6. Aux termes de l’article R. 441-14-1 du code de la construction et de l’habitation : « La commission, saisie sur le fondement du II ou du III de l’article L. 441-2-3, se prononce sur le caractère prioritaire de la demande et sur l’urgence qu’il y a à attribuer au demandeur un logement ou à l’accueillir dans une structure d’hébergement, en tenant compte notamment des démarches précédemment effectuées dans le département ou en Ile-de-France dans la région. Peuvent être désignées par la commission comme prioritaires et devant être logées d’urgence en application du II de l’article L. 441-2-3 les personnes de bonne foi qui satisfont aux conditions réglementaires d’accès au logement social qui se trouvent dans l’une des situations prévues au même article et qui répondent aux caractéristiques suivantes : () -être hébergées dans une structure d’hébergement ou une résidence hôtelière à vocation sociale de façon continue depuis plus de six mois () ».
7. En l’espèce, il résulte de l’attestation d’hébergement datée du 30 août 2023 et produit par la requérante qu’elle hébergée en centre d’hébergement et de réinsertion sociale (CHRS) depuis le 12 décembre 2019. Ainsi, à la date de sa demande, elle était hébergée dans une structure d’hébergement depuis plus de six mois. Par ailleurs, il n’est pas contesté par le préfet, ni contredit par les pièces du dossier que Mme B a été victime de violences conjugales. Ainsi, eu égard aux circonstances de l’espèce, la commission de médiation de la Haute-Savoie ne pouvait légalement refuser de reconnaître le caractère prioritaire et urgent de sa demande de logement social. Le moyen tiré de l’erreur d’appréciation doit être accueilli.
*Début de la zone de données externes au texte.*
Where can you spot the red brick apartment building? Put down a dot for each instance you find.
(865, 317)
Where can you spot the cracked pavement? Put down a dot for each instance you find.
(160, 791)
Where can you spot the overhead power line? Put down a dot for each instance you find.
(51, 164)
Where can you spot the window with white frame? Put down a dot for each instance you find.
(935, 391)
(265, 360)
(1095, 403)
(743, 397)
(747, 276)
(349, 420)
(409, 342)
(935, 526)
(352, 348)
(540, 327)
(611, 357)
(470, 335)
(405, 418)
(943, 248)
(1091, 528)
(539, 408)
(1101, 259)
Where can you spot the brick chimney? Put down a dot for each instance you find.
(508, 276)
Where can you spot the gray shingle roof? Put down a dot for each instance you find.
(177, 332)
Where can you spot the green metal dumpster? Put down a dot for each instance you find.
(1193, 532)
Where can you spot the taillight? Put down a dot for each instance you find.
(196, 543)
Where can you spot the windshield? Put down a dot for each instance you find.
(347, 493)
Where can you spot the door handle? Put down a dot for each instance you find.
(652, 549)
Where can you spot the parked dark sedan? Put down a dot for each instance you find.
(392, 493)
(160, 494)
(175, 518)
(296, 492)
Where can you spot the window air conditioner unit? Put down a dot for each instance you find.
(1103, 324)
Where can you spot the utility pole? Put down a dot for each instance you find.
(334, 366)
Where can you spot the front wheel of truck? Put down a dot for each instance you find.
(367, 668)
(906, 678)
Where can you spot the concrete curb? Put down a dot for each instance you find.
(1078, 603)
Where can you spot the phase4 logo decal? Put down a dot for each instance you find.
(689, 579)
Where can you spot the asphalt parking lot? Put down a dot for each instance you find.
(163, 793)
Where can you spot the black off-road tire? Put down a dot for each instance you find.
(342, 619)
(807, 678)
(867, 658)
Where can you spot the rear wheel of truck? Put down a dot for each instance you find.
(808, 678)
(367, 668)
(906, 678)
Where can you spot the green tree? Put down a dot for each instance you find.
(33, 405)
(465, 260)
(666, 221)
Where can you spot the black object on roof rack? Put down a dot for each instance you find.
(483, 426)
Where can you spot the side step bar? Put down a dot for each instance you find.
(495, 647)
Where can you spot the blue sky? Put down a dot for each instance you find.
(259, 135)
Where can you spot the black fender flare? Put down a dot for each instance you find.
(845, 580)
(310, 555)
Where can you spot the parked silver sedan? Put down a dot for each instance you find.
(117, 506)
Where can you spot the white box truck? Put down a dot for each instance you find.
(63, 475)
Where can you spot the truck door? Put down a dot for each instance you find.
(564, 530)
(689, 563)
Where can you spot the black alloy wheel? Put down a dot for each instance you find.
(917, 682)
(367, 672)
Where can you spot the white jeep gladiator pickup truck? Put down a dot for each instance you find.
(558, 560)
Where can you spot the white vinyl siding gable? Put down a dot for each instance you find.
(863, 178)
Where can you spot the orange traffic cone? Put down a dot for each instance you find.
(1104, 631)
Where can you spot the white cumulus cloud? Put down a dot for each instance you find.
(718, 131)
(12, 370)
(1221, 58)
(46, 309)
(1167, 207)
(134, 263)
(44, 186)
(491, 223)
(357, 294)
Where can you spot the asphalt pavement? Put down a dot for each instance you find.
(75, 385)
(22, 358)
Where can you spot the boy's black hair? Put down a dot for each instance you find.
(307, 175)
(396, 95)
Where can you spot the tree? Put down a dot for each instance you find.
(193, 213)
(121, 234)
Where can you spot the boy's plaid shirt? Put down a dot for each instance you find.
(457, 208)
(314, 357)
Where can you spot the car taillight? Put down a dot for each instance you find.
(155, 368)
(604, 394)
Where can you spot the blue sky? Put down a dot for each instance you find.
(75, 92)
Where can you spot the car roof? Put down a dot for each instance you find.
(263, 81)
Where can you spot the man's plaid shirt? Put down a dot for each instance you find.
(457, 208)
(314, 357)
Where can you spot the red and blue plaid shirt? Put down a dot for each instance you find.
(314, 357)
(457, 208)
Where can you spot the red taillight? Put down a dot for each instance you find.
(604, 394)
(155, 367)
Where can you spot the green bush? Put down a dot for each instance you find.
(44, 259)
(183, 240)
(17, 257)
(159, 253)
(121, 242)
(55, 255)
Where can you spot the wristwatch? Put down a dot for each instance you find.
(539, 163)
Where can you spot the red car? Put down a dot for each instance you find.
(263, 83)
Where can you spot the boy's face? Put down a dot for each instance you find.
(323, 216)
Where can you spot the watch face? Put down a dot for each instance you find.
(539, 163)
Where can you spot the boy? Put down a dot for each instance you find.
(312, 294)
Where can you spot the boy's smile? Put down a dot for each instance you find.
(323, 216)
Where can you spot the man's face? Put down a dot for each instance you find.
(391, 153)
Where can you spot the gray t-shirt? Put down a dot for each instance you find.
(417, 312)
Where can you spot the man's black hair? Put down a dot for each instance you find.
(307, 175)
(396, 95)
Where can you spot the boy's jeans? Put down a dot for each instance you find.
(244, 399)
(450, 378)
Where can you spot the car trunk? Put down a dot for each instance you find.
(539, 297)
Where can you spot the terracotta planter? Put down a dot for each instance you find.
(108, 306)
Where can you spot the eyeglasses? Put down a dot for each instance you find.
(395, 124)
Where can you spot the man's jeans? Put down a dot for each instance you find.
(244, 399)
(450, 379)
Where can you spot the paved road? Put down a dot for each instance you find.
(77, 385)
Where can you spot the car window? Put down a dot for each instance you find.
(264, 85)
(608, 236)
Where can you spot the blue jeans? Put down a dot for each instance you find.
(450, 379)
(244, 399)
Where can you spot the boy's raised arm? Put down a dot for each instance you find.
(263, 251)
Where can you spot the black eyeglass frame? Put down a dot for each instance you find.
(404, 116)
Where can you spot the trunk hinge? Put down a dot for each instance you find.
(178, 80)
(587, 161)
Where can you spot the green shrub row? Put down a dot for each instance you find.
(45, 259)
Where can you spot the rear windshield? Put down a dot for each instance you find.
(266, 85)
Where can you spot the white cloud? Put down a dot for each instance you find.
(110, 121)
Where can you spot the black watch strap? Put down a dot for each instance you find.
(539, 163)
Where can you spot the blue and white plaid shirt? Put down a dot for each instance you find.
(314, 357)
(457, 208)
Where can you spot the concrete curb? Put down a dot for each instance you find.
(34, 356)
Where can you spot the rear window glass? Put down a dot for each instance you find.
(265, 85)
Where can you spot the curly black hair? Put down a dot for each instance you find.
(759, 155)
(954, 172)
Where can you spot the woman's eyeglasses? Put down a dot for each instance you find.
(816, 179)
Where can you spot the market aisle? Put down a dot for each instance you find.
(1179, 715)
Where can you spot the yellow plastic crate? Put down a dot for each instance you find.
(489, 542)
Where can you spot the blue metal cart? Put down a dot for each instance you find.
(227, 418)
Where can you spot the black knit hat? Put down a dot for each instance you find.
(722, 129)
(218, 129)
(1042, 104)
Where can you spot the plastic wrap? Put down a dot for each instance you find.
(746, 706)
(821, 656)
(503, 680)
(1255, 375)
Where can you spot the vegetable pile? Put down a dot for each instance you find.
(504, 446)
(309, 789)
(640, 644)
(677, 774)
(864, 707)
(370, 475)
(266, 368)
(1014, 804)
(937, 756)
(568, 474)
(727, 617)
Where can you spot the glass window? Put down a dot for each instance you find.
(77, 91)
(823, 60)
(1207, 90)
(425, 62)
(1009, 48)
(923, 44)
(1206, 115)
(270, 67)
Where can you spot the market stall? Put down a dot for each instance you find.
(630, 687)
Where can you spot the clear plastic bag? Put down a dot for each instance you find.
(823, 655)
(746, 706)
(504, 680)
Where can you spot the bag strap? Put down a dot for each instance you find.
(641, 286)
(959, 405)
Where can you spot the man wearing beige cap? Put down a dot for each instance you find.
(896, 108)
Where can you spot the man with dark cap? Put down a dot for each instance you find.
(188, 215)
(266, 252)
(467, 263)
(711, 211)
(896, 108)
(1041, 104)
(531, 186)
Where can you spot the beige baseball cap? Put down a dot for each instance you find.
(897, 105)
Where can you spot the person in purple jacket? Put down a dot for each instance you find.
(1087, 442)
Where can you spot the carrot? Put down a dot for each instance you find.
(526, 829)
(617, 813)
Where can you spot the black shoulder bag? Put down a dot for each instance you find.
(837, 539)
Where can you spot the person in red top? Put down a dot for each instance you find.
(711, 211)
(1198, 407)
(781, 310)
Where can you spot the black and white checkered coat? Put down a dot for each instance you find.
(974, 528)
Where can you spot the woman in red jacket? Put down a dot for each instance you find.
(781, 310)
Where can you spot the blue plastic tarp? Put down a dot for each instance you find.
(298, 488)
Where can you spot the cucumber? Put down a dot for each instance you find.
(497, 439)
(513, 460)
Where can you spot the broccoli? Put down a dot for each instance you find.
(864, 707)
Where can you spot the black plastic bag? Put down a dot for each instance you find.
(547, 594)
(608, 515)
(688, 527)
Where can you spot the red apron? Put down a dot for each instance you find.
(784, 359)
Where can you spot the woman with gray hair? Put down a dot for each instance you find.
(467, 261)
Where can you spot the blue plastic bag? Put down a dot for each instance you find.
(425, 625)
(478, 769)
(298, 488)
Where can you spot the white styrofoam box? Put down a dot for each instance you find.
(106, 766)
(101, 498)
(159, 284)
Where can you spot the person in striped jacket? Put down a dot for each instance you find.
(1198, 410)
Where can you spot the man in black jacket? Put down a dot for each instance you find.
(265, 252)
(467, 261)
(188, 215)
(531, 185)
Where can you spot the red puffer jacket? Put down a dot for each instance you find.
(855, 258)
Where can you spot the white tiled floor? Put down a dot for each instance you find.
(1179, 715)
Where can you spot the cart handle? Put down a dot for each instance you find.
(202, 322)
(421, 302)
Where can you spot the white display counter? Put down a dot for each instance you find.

8. Il résulte de ce qui précède que la décision de la commission de médiation de la Haute-Savoie du 23 février 2023 doit être annulée.
Sur les conséquences de l’annulation :
9. Eu égard aux circonstances de l’espèce, il y a seulement lieu d’enjoindre à la commission de médiation de la Haute-Savoie de réexaminer la situation de Mme B dans un délai de trois mois à compter de la notification du présent jugement.
D E C I D E :
Article 1er : Les décisions de la commission de médiation de la Haute-Savoie du 23 février 2023 et du 27 juillet 2023 sont annulées.
Article 2 : Il est enjoint à la commission de médiation de la Haute-Savoie de réexaminer la situation de Mme B dans un délai de trois mois à compter de la notification du présent jugement.
Article 3 : Le présent jugement sera notifié à Mme C B et au ministre de l’aménagement du territoire et de la décentralisation.
Copie en sera adressée au préfet de la Haute-Savoie.
Rendu public par mise à disposition au greffe le 12 mars 2025.
Le président,
J.P. ALa greffière,
A. CHEVALIER
La République mande et ordonne au ministre de l’aménagement du territoire et de la décentralisation en ce qui le concerne ou à tous commissaires de justice à ce requis en ce qui concerne les voies de droit commun contre les parties privées, de pourvoir à l’exécution de la présente décision.